Ni el receso invernal del mes pasado y su promesa de incrementar el número de consumidores, ni los incrementos salariales de trabajadores jubilados o beneficiarios de  asignaciones universales por hijo se han notado en la venta, el descenso para todos los negocios es constante.

Dependiendo del rubro, las bajas son más marcadas. Este es el caso de indumentaria y calzados. En lo que va del año y según los negocios y locales consultados el desplome llega al 30%, en tanto se atenúa un 20% en electrónica y música.

“Hace 24 años que estoy trabajando aquí y hace mucho que no teníamos un año tan malo en ventas”, explicó un vendedor de la Feria Persa Gigante.

Así, para muchos quedaron lejanos los tiempos donde los clientes adquirían mercadería por cantidad.

“Este año la gente compra ropa porque no tiene otra para reemplazar. Hace unos años cuando buscaba indumentaria seguro se llevaba más mercadería que la que tenían planeada. Era común que compraran un pantalón y también se dejaran tentar por una camisa y si le gustaba una corbata también la llevaba. Ahora ya nadie lo hace”, explicaron desde un local de ropa  masculina en la Feria Persa Mendoza, Centro Comercial.

Pocos turistas

Con la música en alto y videos juegos que se despliegan en forma continua, la clientela mendocina no ha despertado en ventas para un negocio de música y electrónica en un persa céntrico.

Allí su vendedor afirma que de cada 20 clientes que pueden tener en la semana, sólo tres fueron turistas durante la época de vacaciones y ahora brillan por su ausencia.  

A su lado, otro local ofrece a modo de cascadas todos los productos vinculados al cuidado personal femenino, su oferta en precios y cantidad tampoco hace despertar las ventas.

  “Hice una compra de anteojos con vidrios polarizados como lo dicta la última tendencia y a precios que en ningún lado se consiguen y en este mes sólo he vendido una veintena, cuando el año pasado esa venta la tenía en pocos días”, explicó el dueño de un negocio en uno de los pasillos laterales de la Feria Persa “El Gigante”.

“La venta viene muy mala y todo se incrementó año. En enero ya había menos gente que el año pasado, marzo no vendimos casi nada y el mes de julio -que normalmente marcaba el regreso de las ventas impulsadas por turistas y mendocinos- no las hemos registrado”, subrayó una vendedora de venta de ropa para niños en la Feria Persa Mendoza.

Sobreviviendo

A los escasos clientes y las ventas en descenso, hay otra realidad que amenaza la vida comercial de los locales nucleados en la ferias persas de la provincia: el aumento de los alquileres.
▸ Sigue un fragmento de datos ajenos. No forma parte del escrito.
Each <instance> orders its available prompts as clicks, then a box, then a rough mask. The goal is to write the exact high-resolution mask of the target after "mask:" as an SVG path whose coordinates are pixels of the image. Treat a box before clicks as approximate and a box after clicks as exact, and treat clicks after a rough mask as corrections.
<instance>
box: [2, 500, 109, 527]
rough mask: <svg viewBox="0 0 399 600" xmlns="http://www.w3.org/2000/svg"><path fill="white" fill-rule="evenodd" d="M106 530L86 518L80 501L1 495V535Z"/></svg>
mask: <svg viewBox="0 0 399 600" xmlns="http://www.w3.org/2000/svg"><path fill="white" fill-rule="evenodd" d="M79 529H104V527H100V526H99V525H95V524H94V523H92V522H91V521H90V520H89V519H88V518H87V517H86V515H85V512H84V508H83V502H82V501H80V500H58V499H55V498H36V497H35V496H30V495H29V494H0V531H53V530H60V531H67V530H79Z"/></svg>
Un local en promedio puede pagar entre $ 5 mil y $ 12 mil entre alquiler y expensas. “Nos asfixia, tenemos que pagar sumas altas a los dueños de los locales y con las ventas tan bajas hay muchos que están cerrando”, explicaron desde un negocio de ropa femenina en la Feria Persa Gigante.

Por cierto, la semana pasada en el recorrido por los cuatro persas ubicados en la calle General Paz, dos de las superficies mostraban  una buena parte de locales cerrados o con carteles en alquiler.

El día del niño tampoco hizo repuntar las ventas en estos locales de la General Paz y alrededores.

Desde La Salada Cuyo aseguran crecimiento

A la vera de la ruta 7, en el kilómetro 962 donde se origina la calle Los Plumeros y todo es fincas, la Salada de Cuyo, según Guillermo Justo, sigue expandiéndose. “¿De qué recesión me habla?” inquiere Justo casi enojado al otro lado del teléfono, “nosotros no hemos parado de crecer, desde setiembre del año pasado, empezamos con 100 puestos y hoy tenemos 800 negocios en todos los rubros”, subrayó enfáticamente el hombre de confianza del CEO de La Salada en el país, Jorge Castillo. 

El éxito comercial que detentan los locales  de La Salada Cuyo, según Justo, obedece a una fórmula imbatible: precios bajos y buena calidad.